The retailer on Wednesday warned that gross margin for fiscal 2016 is expected to be flat, compared with previous guidance for growth between 0 and 50 basis points, reflecting its “strengthened promotional stance” in “tactical response to more challenging trading conditions.”
“The UK trading environment has been weaker since the New Year, particularly in clothing, and our strategy to increase the mix of non?clothing sales has supported our performance against this background, with health and beauty sales in particular continuing to show good growth,” Debenhams said in a statement. “Having tightened our initial buy, we are also taking action to manage seasonal stocks, particularly in womenswear, including selected promotional activity. As a result, we expect to end the year in a clean seasonal stock position, in line with our plan.”

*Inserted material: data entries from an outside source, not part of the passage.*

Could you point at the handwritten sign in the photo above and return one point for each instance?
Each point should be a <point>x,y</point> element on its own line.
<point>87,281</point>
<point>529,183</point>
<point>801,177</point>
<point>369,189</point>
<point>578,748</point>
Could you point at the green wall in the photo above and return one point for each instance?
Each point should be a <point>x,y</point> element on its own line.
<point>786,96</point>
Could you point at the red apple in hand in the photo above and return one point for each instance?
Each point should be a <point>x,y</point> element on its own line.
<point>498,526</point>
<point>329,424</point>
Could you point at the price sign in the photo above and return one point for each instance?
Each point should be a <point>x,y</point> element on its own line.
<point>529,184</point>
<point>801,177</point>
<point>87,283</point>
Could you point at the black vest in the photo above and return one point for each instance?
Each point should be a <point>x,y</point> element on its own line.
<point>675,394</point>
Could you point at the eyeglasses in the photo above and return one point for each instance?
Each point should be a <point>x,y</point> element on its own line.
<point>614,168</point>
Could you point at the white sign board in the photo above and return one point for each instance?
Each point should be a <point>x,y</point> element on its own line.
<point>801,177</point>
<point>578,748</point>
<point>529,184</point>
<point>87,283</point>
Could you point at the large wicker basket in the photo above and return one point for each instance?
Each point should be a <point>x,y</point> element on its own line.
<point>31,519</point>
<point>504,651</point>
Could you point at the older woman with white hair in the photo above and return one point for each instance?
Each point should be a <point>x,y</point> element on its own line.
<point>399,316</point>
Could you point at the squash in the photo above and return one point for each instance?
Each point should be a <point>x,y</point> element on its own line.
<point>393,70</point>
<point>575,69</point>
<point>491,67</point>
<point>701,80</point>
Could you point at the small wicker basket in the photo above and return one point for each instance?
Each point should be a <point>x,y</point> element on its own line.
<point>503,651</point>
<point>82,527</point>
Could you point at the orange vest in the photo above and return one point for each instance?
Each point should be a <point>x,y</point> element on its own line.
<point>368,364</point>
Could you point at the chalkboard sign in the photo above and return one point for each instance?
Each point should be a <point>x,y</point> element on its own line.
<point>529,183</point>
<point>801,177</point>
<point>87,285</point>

In the third quarter ended June 11, like-for-like sales slipped 0.2%, while online sales saw growth of 7 percent. Within its international division, the retailer said the overall performance was mixed, and noted that its Irish business should complete examinership (a process that allows a company to restructure with the approval of the court) by the end of the year.
Looking ahead, Debenhams intends to keep costs tight, manage margins and drive cash generation.
“Our strategy remains unchanged, with further progress in driving our non?clothing mix, continuing to improve service for multi?channel customers, and offering a wider choice of products and services in under-optimized space,” Michael Sharp, the outgoing chief executive officer, said.
Debenhams said it has plans in place to fill 75 percent of an identified one million square feet across its fleet with 18 concessions for Danish menswear brand Jack & Jones and 15 for Claire’s Accessories. The retailer will also increase casual dining options so that 40 percent of its stores will offer food by Christmas 2016.
The retailer currently trades out of more than 250 stores across 27 countries.